Unfortunately, for those promoting a tithe today, we no longer have a parallel for the Levitical priesthood in the church. In fact, all believers, through the sacrificial death of Christ and the gifting of the Holy Spirit, are now on par with the Levitical priests, able to interact directly with the one mediator between God and men, that being Jesus (1 Timothy 2.5), and so with the passing of the Levitical priests and the sacrificial system we also see a passing of the requirement for the tithe. Jesus speaks to this in places such as Matthew 23.23 where he displays that, like many other requirements under the law, this call to give a tithe is not really a matter of the letter of the law but of the condition of the heart.

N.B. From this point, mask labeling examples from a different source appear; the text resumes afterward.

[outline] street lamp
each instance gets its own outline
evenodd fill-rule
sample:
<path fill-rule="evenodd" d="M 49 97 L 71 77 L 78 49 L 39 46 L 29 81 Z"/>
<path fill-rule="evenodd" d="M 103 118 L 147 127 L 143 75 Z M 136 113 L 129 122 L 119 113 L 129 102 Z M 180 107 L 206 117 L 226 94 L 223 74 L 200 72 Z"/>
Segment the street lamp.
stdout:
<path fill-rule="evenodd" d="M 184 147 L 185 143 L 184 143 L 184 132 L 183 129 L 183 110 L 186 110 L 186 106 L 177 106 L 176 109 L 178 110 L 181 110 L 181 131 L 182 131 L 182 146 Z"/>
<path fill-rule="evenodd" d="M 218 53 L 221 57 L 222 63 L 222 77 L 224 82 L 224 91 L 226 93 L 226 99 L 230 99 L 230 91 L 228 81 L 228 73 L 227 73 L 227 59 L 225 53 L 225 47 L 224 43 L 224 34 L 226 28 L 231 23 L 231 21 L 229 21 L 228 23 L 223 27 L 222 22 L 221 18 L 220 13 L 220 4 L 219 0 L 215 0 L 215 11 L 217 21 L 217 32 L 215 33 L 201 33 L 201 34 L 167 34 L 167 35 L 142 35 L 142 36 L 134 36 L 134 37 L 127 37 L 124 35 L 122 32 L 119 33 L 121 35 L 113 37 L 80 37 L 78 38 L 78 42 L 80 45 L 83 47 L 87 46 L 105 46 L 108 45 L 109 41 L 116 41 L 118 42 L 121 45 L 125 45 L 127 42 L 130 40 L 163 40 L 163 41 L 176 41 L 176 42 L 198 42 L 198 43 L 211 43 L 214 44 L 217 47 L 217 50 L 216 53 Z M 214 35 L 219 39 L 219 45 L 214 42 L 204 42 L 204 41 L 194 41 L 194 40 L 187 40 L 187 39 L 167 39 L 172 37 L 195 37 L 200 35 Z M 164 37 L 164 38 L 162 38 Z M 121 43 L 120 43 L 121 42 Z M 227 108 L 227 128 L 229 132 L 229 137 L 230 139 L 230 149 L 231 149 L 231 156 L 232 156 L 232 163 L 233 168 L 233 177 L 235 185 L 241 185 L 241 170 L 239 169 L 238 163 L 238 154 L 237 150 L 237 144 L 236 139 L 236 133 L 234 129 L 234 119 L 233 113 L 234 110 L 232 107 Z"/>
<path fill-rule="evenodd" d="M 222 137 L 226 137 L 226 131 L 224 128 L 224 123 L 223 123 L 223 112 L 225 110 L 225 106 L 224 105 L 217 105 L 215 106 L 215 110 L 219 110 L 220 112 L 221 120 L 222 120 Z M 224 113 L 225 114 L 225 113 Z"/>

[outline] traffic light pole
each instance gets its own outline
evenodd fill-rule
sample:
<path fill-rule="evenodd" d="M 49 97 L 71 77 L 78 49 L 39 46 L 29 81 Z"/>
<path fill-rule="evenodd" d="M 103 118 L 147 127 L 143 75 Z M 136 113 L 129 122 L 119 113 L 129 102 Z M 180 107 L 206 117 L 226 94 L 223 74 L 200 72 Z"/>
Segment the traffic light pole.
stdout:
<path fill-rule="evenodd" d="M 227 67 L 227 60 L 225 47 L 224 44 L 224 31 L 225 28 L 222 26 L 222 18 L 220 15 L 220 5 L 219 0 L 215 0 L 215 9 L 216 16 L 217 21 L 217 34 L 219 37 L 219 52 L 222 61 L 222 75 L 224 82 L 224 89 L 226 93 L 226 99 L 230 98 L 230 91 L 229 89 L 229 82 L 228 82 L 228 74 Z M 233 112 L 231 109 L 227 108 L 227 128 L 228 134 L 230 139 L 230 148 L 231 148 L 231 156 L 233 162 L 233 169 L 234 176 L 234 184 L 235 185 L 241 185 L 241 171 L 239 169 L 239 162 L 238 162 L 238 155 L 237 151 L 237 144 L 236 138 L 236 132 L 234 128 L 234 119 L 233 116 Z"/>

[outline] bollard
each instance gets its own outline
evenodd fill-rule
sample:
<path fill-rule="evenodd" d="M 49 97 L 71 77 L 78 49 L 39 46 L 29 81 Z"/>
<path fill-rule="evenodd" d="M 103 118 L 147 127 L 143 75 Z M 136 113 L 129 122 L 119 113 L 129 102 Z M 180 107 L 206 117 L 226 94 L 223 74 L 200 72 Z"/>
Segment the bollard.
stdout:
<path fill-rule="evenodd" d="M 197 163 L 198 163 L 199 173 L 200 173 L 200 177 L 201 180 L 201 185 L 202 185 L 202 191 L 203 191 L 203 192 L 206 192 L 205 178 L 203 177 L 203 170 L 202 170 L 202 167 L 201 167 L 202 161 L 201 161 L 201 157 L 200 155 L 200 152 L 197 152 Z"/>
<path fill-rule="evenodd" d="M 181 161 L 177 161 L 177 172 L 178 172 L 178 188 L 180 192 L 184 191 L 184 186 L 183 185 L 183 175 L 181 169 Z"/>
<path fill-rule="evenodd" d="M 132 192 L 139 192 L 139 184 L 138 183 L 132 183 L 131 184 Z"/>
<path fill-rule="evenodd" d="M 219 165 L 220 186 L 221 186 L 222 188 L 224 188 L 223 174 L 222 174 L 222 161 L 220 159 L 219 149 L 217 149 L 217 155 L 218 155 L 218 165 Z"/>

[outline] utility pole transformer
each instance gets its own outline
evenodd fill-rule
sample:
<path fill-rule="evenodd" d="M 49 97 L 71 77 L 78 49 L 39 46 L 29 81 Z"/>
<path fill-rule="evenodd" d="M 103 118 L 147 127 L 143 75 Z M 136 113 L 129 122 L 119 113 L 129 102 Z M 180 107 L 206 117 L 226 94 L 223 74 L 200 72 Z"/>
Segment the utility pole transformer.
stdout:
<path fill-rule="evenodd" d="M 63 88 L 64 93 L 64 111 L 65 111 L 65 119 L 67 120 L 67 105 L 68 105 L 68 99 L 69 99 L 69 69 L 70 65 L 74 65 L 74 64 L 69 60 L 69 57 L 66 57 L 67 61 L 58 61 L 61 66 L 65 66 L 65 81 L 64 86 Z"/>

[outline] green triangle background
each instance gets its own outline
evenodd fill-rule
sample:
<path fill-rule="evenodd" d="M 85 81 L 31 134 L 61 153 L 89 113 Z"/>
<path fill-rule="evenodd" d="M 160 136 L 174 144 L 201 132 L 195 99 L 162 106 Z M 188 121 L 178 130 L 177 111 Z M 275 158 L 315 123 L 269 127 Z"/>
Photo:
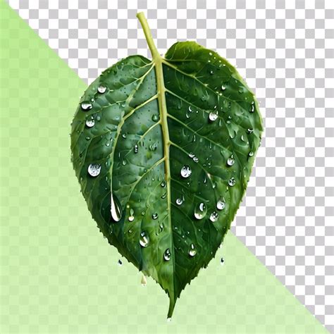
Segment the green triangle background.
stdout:
<path fill-rule="evenodd" d="M 167 295 L 117 265 L 80 193 L 85 83 L 3 1 L 0 62 L 1 333 L 327 333 L 230 233 L 167 322 Z"/>

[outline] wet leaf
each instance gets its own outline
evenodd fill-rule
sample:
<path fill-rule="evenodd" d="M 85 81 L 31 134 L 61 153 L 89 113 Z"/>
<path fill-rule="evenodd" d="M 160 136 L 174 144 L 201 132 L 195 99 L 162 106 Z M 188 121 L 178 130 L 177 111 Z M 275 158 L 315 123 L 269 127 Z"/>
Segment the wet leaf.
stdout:
<path fill-rule="evenodd" d="M 72 159 L 99 229 L 168 293 L 171 317 L 230 228 L 262 123 L 225 58 L 194 42 L 163 58 L 138 17 L 153 60 L 130 56 L 89 85 L 72 123 Z"/>

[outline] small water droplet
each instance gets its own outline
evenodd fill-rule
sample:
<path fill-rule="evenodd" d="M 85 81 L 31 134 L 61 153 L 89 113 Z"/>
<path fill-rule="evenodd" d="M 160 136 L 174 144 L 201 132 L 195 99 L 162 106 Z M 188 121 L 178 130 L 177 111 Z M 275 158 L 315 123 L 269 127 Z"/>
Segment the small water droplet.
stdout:
<path fill-rule="evenodd" d="M 218 218 L 219 218 L 219 214 L 218 214 L 218 212 L 214 211 L 210 215 L 210 221 L 212 221 L 212 223 L 217 221 Z"/>
<path fill-rule="evenodd" d="M 166 249 L 165 252 L 163 253 L 163 259 L 165 261 L 169 261 L 171 257 L 171 251 L 169 250 L 169 248 L 167 248 L 167 249 Z"/>
<path fill-rule="evenodd" d="M 154 115 L 152 116 L 152 120 L 157 122 L 159 120 L 159 116 L 154 113 Z"/>
<path fill-rule="evenodd" d="M 95 120 L 94 120 L 94 118 L 86 120 L 86 126 L 87 126 L 88 128 L 93 127 L 94 124 L 95 124 Z"/>
<path fill-rule="evenodd" d="M 249 106 L 249 112 L 254 113 L 254 101 L 252 102 L 252 104 Z"/>
<path fill-rule="evenodd" d="M 218 111 L 211 111 L 209 114 L 209 119 L 211 121 L 214 122 L 218 118 Z"/>
<path fill-rule="evenodd" d="M 115 202 L 113 199 L 113 195 L 111 193 L 110 196 L 110 212 L 111 214 L 111 217 L 115 221 L 119 221 L 122 218 L 122 209 L 118 204 Z"/>
<path fill-rule="evenodd" d="M 181 168 L 180 173 L 183 178 L 189 178 L 192 175 L 192 170 L 188 165 L 185 165 Z"/>
<path fill-rule="evenodd" d="M 140 245 L 142 247 L 146 247 L 149 245 L 149 235 L 146 231 L 142 231 L 140 233 Z"/>
<path fill-rule="evenodd" d="M 233 166 L 234 165 L 234 163 L 235 162 L 235 160 L 233 158 L 233 154 L 232 154 L 230 158 L 228 159 L 227 161 L 226 161 L 226 164 L 228 166 Z"/>
<path fill-rule="evenodd" d="M 106 92 L 106 87 L 104 85 L 101 84 L 98 87 L 97 87 L 97 92 L 100 94 L 104 94 Z"/>
<path fill-rule="evenodd" d="M 142 276 L 142 280 L 140 280 L 140 283 L 142 284 L 143 287 L 146 286 L 146 285 L 147 284 L 147 281 L 146 280 L 146 276 L 144 275 Z"/>
<path fill-rule="evenodd" d="M 193 257 L 196 255 L 196 249 L 195 249 L 195 247 L 194 246 L 194 244 L 190 245 L 190 249 L 189 249 L 188 254 L 192 257 Z"/>
<path fill-rule="evenodd" d="M 231 178 L 229 180 L 228 180 L 228 185 L 230 187 L 233 187 L 233 185 L 235 185 L 235 179 L 234 178 Z"/>
<path fill-rule="evenodd" d="M 225 200 L 224 199 L 219 199 L 217 201 L 217 204 L 216 205 L 218 210 L 223 210 L 225 208 Z"/>
<path fill-rule="evenodd" d="M 202 202 L 198 204 L 194 209 L 194 216 L 196 219 L 202 219 L 206 214 L 206 206 Z"/>
<path fill-rule="evenodd" d="M 101 172 L 101 165 L 99 163 L 91 163 L 88 166 L 88 173 L 91 176 L 97 176 Z"/>
<path fill-rule="evenodd" d="M 88 101 L 84 101 L 83 102 L 81 103 L 81 109 L 84 110 L 85 111 L 92 109 L 92 108 L 93 108 L 93 106 Z"/>
<path fill-rule="evenodd" d="M 175 203 L 178 205 L 182 205 L 183 204 L 183 198 L 178 198 L 176 199 Z"/>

Therefore, when later we interact with Paul, we find him making statements such as, “For if the readiness [to give] is there, it is acceptable according to what a person has, not according to what he does not have” (2 Corinthians 8.12). Too many times this is neglected in the church and instead the fixed concept of a tithe is pushed not as a matter of conviction or proportion, but as a payment into the great debt that we owe God for his blessings, a supremely unbiblical ideology which John Piper refers to as the “debtor’s ethic.” Hopefully this will be one place where we can find our churches coming in line better with the BF&M and avoid promoting their own extrabiblical understanding of the requirements on the New Testament saints.